With this type of visa, you can start a business and get a Spanish residency. Entrepreneur visa requires strictly followed steps since the government is much more selective regarding Entrepreneur Visa applications. They only accept projects with strong growth potential, which are innovative, and include a significant technological component. To renew this permit, you must demonstrate that the business is performing as planned in the business plan for the next three years.
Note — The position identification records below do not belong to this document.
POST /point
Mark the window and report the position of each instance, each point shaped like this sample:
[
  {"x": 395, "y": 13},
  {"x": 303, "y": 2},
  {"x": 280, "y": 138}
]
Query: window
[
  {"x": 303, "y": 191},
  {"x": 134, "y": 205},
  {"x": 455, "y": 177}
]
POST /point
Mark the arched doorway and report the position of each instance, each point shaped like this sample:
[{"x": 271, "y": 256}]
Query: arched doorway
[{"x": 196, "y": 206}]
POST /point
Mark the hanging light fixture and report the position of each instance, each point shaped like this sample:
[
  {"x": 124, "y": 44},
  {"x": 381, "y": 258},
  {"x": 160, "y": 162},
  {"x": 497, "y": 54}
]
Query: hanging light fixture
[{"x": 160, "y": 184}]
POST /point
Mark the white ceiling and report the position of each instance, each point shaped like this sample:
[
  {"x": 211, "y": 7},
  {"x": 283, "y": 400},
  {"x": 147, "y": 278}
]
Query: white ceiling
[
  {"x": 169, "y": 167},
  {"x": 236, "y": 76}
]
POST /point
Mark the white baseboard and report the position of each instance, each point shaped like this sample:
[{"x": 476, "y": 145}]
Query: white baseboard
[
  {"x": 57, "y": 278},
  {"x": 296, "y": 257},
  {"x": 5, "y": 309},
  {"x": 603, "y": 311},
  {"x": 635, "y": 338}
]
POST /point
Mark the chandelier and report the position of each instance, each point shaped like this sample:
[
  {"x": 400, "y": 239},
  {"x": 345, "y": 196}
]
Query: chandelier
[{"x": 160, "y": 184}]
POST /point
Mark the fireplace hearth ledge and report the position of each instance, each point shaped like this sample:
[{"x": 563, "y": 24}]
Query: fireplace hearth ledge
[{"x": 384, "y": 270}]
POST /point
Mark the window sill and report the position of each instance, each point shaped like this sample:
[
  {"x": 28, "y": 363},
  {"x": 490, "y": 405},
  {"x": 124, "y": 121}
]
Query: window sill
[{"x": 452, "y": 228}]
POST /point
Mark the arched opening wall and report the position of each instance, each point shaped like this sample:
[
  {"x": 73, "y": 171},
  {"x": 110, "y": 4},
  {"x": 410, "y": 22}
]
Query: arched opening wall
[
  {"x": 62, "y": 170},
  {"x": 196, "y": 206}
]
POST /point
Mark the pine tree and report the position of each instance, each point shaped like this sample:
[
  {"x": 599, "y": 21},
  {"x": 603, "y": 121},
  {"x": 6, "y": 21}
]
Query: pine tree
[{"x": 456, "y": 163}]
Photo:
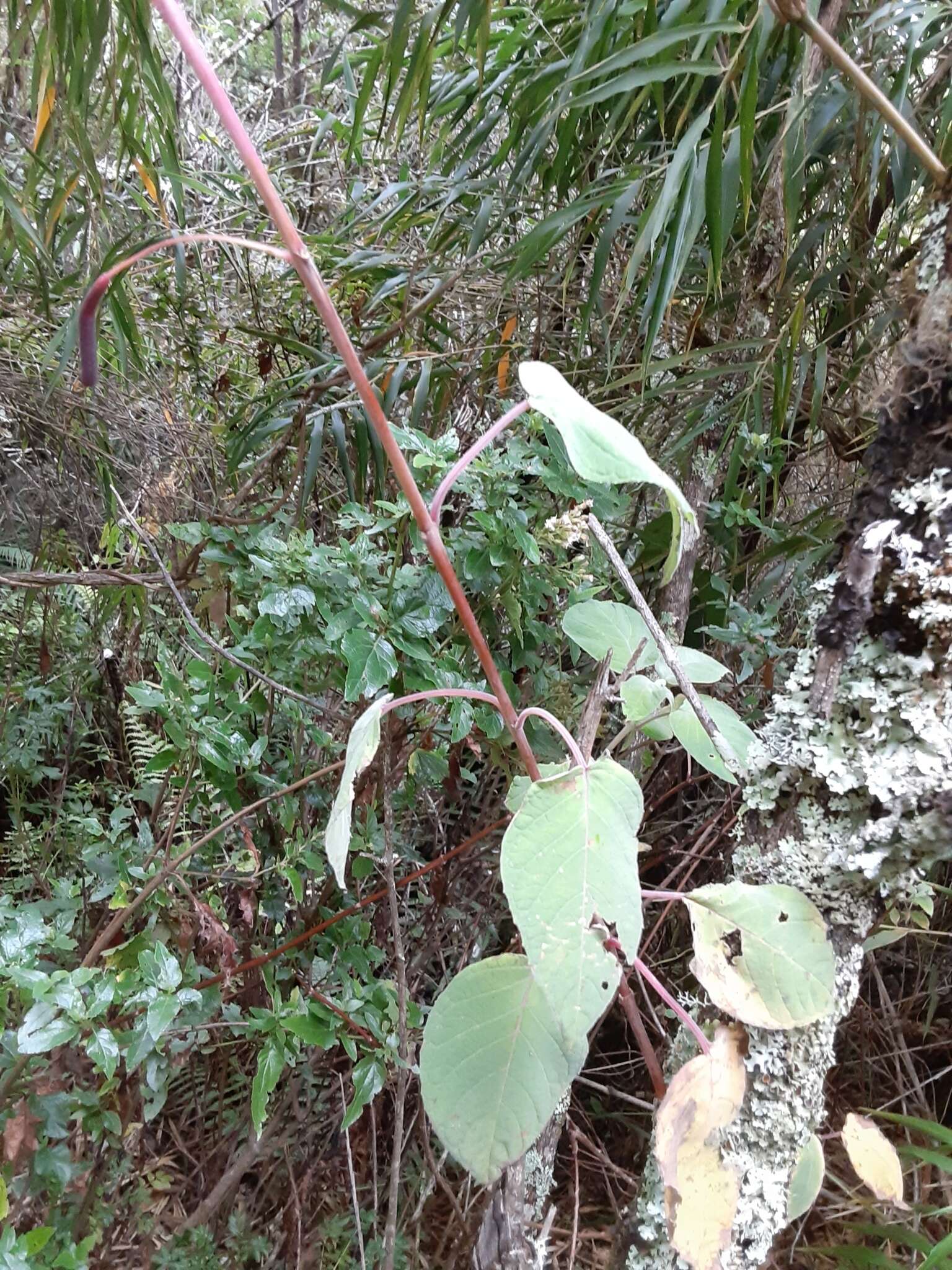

Finding a Job in Spain Tips
There are a lot of informal routes to find jobs in Spain, such as word-of-mouth, networking, and speculative applications. Especially the last one, in which you can submit your job application regardless of advertised vacancies. However, there are many other ways that lead to job opportunities; you just need to be proactive, seek opportunities, and network. Sectors where you’re most likely to find opportunities include the services sector, IT, engineering, finance, and healthcare.
Here are some tips on how to find jobs in Spain:
- Look up job websites in Spain. You can find jobs in Spain on various job websites, including specialized websites for different professions.
- Networking in Spain. Try to create a healthy network with people, as many jobs aren’t advertised openly in Spain. Word of mouth or personal contacts are two of the best ways to find employment.
- Check recruitment agencies and job opportunities published in newspapers. Is it always a good idea to search for agencies on Sistema Nacional de Empleo.
- Always count on teaching jobs in Spain. You can find lots of opportunities for teaching English in Spain. Because there is such a high demand for English teachers in Spain, jobs are plentiful, whether in a small town in Andalucia or a large city like Madrid. However, remember that holding a TEFL qualification will always bring you better job opportunities.